After the World Cup there was a video going on around on facebook of a young soccer team. The players were all young children, less than 10 years old I’d guess. The coach has them all line up and then start dribbling a ball. After a few seconds he yells out, “Neymar!” And all the players immediately fall to the ground and grab either their knee or ankle and start crying.
They say, “Imitation is the sincerest form of flattery.”
It’s in our human nature for all of us, since we were very little. As little children we try to imitate our parents. Then of course the parents are mortified when a child begins imitating a particular bad habit, only to realize where said child learned that language or behavior. Outside of this Neymar joke, kids constantly try to imitate their favorite athletes, whether it’s a particular batting stance, or the latest dunk. As adults, in our workplaces we look up to certain leaders and try to imitate their practices. The list goes on and on.

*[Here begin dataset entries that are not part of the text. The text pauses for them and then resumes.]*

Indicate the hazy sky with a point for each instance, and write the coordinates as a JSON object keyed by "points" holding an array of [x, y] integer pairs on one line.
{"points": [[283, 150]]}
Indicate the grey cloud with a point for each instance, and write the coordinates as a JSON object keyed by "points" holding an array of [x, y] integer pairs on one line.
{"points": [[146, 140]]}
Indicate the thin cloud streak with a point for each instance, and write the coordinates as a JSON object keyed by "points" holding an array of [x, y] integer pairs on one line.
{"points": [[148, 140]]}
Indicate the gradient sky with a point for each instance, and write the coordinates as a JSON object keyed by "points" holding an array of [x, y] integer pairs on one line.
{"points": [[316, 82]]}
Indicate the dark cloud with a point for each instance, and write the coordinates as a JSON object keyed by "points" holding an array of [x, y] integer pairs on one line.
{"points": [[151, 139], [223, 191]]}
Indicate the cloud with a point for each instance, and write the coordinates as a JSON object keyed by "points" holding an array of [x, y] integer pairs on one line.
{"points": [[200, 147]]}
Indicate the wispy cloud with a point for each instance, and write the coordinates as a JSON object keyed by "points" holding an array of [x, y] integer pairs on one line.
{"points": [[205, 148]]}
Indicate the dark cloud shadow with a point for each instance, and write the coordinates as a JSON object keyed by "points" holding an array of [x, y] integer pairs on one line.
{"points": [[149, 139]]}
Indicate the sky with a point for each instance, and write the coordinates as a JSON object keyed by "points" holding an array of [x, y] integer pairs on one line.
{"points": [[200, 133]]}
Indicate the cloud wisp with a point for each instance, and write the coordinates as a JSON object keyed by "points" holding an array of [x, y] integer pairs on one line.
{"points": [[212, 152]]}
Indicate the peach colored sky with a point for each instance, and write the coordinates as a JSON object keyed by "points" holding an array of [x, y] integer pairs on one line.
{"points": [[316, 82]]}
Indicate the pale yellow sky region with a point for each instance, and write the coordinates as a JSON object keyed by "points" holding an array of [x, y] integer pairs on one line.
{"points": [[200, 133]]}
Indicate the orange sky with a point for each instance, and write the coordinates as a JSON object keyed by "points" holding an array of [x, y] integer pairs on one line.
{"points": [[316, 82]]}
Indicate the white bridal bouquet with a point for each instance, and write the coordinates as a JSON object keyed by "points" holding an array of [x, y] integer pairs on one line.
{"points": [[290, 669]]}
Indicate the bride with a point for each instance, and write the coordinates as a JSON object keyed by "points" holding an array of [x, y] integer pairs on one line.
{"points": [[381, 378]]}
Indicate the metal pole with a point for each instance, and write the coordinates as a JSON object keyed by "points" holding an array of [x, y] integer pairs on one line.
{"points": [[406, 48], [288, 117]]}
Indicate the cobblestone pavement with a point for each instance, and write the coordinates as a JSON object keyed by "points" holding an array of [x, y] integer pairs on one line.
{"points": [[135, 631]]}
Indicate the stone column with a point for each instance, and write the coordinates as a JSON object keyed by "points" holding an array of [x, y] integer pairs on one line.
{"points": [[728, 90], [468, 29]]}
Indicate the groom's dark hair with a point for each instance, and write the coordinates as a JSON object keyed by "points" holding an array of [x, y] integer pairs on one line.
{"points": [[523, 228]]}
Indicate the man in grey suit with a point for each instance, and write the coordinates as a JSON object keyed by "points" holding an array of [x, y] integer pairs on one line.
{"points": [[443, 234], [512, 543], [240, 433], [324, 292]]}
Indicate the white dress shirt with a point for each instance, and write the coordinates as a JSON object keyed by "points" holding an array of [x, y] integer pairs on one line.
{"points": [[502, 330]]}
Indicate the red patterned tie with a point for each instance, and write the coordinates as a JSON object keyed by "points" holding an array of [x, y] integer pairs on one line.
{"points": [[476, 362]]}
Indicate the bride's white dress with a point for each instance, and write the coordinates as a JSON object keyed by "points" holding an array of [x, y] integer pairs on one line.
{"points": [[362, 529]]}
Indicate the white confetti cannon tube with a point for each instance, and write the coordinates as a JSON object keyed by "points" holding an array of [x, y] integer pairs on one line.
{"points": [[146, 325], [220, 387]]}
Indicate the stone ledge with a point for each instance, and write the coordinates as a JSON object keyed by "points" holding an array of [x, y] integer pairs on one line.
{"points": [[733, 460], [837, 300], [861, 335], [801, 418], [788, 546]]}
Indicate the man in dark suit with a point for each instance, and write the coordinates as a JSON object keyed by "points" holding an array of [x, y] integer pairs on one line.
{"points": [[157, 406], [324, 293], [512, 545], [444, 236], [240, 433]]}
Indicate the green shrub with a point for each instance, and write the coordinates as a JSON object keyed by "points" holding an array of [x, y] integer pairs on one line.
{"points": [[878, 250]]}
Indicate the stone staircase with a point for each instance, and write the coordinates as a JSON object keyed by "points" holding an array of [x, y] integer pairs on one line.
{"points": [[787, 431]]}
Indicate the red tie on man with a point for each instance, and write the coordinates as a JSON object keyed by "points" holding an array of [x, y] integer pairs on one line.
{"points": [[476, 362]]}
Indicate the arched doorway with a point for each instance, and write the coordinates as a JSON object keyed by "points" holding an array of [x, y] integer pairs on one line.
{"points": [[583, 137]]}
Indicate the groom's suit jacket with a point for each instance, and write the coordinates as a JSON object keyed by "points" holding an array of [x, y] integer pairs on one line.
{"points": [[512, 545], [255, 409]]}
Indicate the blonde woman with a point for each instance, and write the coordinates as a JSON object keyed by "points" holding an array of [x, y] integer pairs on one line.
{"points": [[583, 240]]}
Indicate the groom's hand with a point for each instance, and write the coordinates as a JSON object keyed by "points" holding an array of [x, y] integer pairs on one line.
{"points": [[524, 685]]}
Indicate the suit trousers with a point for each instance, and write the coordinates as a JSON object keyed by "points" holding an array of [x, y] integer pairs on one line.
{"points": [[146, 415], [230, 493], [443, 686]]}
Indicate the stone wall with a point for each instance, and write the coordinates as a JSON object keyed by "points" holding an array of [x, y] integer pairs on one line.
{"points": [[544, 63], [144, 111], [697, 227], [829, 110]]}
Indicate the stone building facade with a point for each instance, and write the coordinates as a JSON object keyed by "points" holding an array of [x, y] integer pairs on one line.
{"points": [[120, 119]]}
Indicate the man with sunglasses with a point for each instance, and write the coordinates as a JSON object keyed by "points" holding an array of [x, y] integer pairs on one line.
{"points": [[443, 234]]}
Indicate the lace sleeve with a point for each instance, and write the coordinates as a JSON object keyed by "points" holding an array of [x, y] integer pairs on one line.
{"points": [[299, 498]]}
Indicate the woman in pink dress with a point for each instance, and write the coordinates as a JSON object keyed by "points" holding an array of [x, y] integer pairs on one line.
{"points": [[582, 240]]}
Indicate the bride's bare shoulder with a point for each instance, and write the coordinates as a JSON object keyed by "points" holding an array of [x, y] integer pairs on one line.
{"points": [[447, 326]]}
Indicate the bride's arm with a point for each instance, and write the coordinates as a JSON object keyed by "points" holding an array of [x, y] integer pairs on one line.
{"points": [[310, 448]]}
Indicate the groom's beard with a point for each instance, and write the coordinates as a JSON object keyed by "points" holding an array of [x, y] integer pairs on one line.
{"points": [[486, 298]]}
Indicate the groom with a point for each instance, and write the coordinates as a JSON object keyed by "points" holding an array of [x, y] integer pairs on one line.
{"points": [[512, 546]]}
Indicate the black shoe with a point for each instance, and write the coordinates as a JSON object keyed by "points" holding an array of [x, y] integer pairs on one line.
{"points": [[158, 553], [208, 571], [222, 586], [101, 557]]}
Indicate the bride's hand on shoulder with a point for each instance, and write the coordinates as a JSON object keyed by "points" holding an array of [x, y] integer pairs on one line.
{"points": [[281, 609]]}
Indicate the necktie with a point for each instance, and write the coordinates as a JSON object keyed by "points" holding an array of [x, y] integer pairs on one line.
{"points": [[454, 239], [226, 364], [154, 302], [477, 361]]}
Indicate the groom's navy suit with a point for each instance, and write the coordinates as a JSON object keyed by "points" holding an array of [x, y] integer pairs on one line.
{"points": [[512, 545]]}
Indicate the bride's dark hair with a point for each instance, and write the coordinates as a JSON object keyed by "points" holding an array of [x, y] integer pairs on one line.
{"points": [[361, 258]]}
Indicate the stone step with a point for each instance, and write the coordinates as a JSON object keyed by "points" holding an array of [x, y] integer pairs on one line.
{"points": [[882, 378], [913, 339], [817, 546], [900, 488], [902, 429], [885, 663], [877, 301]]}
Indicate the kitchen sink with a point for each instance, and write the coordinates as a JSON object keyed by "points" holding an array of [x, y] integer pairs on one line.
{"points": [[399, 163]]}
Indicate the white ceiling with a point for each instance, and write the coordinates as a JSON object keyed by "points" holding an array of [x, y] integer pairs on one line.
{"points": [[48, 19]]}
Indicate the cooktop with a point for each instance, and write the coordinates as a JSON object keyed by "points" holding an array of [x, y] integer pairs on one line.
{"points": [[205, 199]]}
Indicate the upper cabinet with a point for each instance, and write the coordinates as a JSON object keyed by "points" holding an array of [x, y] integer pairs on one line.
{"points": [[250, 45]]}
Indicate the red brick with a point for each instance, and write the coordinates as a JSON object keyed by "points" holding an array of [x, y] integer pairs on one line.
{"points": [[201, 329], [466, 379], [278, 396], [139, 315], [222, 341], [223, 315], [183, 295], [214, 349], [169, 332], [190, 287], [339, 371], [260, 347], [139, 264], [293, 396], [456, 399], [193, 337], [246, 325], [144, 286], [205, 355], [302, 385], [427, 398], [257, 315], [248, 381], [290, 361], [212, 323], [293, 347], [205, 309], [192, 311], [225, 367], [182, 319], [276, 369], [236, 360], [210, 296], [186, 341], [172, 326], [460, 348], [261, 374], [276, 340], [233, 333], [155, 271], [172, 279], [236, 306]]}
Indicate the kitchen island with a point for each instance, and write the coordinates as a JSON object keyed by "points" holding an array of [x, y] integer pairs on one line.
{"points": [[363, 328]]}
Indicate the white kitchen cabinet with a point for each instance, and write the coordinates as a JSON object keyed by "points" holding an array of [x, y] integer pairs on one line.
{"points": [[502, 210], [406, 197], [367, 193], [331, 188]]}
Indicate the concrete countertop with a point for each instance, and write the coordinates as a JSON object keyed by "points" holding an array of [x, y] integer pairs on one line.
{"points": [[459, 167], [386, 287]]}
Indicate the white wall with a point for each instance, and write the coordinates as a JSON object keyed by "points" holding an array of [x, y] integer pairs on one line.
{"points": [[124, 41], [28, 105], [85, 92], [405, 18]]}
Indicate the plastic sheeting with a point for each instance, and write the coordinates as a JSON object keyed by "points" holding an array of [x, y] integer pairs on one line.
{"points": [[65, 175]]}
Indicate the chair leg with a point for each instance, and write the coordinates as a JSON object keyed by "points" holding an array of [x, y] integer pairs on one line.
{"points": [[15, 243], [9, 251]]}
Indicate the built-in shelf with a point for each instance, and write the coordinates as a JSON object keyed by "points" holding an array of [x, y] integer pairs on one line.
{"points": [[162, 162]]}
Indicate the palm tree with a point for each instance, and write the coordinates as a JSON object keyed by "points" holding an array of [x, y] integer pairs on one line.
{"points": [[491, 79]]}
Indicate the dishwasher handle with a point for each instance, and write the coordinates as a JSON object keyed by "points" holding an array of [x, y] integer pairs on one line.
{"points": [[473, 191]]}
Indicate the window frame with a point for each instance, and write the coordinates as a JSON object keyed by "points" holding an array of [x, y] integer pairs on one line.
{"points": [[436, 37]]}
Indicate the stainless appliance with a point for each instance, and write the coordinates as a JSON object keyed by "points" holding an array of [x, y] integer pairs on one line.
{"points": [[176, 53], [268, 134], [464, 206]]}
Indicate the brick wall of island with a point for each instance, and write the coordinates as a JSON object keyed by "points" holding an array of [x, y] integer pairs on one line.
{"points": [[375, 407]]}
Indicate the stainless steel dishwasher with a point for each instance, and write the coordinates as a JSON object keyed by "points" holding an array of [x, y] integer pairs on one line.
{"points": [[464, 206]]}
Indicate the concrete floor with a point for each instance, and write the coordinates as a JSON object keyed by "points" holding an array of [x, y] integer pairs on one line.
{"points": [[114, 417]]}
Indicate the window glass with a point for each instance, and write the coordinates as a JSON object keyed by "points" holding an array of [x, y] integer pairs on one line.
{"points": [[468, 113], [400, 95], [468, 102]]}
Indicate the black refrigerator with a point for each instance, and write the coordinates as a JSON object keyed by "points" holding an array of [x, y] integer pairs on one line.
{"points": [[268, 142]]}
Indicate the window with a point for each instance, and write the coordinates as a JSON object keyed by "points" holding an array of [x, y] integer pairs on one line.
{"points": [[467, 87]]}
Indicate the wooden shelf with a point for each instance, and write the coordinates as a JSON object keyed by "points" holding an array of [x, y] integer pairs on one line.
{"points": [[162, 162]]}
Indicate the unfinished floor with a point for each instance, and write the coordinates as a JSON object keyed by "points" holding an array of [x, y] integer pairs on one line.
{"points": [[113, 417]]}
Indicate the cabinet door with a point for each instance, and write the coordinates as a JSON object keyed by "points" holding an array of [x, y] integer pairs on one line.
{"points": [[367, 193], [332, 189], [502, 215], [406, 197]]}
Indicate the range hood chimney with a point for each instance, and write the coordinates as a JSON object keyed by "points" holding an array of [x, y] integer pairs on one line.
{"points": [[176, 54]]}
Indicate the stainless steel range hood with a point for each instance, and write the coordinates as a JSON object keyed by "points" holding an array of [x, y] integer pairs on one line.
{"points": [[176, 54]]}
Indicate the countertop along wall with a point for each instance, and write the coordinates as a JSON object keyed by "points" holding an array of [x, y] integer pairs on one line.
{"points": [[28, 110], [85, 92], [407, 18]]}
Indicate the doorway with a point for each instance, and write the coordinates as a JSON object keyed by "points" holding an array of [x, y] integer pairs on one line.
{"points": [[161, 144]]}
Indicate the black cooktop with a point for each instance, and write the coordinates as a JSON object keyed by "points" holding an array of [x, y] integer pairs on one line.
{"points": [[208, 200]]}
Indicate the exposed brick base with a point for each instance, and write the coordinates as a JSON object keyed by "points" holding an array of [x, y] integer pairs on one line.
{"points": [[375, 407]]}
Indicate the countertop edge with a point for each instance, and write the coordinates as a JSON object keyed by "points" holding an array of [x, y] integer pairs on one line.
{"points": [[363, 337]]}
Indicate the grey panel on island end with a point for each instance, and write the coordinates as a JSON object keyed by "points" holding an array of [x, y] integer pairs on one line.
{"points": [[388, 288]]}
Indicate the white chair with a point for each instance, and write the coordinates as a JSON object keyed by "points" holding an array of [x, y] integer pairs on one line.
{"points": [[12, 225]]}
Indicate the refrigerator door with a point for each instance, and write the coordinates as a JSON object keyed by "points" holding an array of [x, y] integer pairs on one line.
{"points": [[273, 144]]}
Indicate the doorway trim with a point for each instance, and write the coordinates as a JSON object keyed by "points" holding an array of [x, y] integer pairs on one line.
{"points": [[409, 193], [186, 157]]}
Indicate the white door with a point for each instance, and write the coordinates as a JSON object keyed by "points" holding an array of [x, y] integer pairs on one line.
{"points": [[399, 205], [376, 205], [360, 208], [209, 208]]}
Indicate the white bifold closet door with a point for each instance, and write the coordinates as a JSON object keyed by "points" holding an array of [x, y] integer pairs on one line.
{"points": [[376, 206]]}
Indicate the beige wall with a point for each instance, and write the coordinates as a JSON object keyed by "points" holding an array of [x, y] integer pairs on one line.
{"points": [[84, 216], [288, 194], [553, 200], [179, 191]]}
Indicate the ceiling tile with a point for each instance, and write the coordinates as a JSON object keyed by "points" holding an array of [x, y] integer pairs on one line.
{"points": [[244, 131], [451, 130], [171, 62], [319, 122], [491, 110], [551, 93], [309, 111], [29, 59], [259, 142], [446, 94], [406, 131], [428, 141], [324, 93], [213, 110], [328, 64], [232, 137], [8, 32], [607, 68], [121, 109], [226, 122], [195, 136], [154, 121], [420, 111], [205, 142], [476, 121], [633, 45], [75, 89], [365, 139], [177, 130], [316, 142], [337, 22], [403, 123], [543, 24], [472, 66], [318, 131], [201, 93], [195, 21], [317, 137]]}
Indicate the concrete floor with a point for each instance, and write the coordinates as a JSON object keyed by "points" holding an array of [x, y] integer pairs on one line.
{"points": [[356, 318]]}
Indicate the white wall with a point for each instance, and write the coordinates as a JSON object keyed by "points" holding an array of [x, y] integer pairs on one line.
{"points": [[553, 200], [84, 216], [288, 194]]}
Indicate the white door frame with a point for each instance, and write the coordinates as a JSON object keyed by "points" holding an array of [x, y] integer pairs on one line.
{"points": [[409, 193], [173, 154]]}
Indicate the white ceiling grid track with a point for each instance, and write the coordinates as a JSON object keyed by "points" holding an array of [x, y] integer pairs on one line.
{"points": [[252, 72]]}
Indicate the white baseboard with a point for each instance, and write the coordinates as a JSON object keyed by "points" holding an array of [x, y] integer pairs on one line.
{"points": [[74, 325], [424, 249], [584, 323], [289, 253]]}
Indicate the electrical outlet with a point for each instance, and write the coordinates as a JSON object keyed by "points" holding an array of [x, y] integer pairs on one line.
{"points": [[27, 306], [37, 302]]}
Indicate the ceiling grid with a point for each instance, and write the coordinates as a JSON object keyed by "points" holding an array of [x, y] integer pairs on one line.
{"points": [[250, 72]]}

Today St. Paul tells us in the second reading that we are to, “Imitate God.” What? How is that possible? How can you or I, limited as human beings, imitate God? We are sinners, we are broken, how can we possibly imitate God?
It starts right here. At this Altar. With the Eucharist, the, “living bread that came down from heaven.” The only way for us to become imitators of God is for us first to be transformed by God himself. Receiving this Bread of Life is meant to change us. It gives us the grace, the strength and courage we don’t have on our own, so that we might truly become capable of imitating God in every aspect of our life.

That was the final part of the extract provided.